The new facility in Redding embraces daylighting, biophilia and human-centered design strategies, for a company transforming wildfire fuel into climate-positive building materials and creating advanced manufacturing jobs for Northern California.
WRNS Studio and FABRIC Mass Timber have begun design work on California’s first regenerative mass timber manufacturing facility in Redding, marking a pivotal step to expand the circular, low-carbon mass timber economy in the state. The building offers a new paradigm for industrial architecture: a biophilic and adaptable system that showcases innovation while reducing carbon at scale and empowering local communities. The 200,000-sf vertically integrated facility will be the headquarters and flagship of FABRIC’s operation, bringing consulting, engineering, manufacturing, testing and demonstration under one roof. The building will also be the nexus of FABRIC’s ecosystem, to cultivate connections between the design, construction and forestry industries, academia, research, policy-making, workforce training and community activism, with the goal of increasing awareness and adoption of mass timber across multiple industries. With this project, timber will be sustainably harvested from California forests, fabricated by a local workforce, designed for structures that address the state’s urgent need for housing and development.

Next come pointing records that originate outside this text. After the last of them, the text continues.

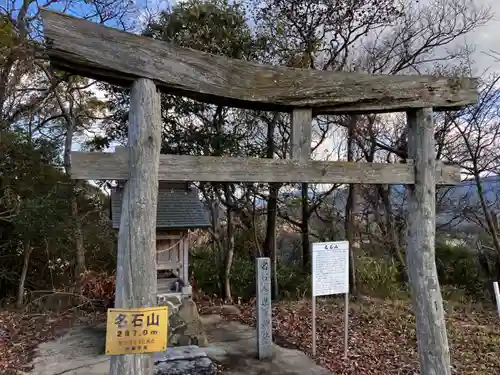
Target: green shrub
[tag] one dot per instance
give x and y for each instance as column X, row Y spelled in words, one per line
column 377, row 276
column 458, row 269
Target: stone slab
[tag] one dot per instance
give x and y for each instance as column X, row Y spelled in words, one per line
column 199, row 366
column 180, row 352
column 183, row 360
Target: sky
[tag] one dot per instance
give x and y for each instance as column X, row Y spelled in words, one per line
column 485, row 39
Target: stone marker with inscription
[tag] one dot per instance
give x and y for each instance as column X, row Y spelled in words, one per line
column 263, row 308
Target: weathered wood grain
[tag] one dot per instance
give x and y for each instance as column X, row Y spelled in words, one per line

“Drawing on our mass timber expertise on recent projects for Microsoft and Princeton University, we are thrilled to help this game-changing organization create a vibrant flagship facility, serving the Redding community, and creating a new beacon of sustainability in California.”
FABRIC Mass Timber, founded in Northern California, is pioneering a new model of resilient industry, sourcing timber from local Hazardous Fuel Reduction projects in partnership with CalFire and the National Forest Service, to create a new and abundant local supply chain of timber for mass timber production. They are also building on the momentum of state-wide leadership in embodied carbon reduction policies, and a state building code which adopts the use of mass timber as a viable and fire-resistant structural system. The company also aims to address the state’s housing crisis by offering an efficient and modular alternative to traditional multi-family housing construction.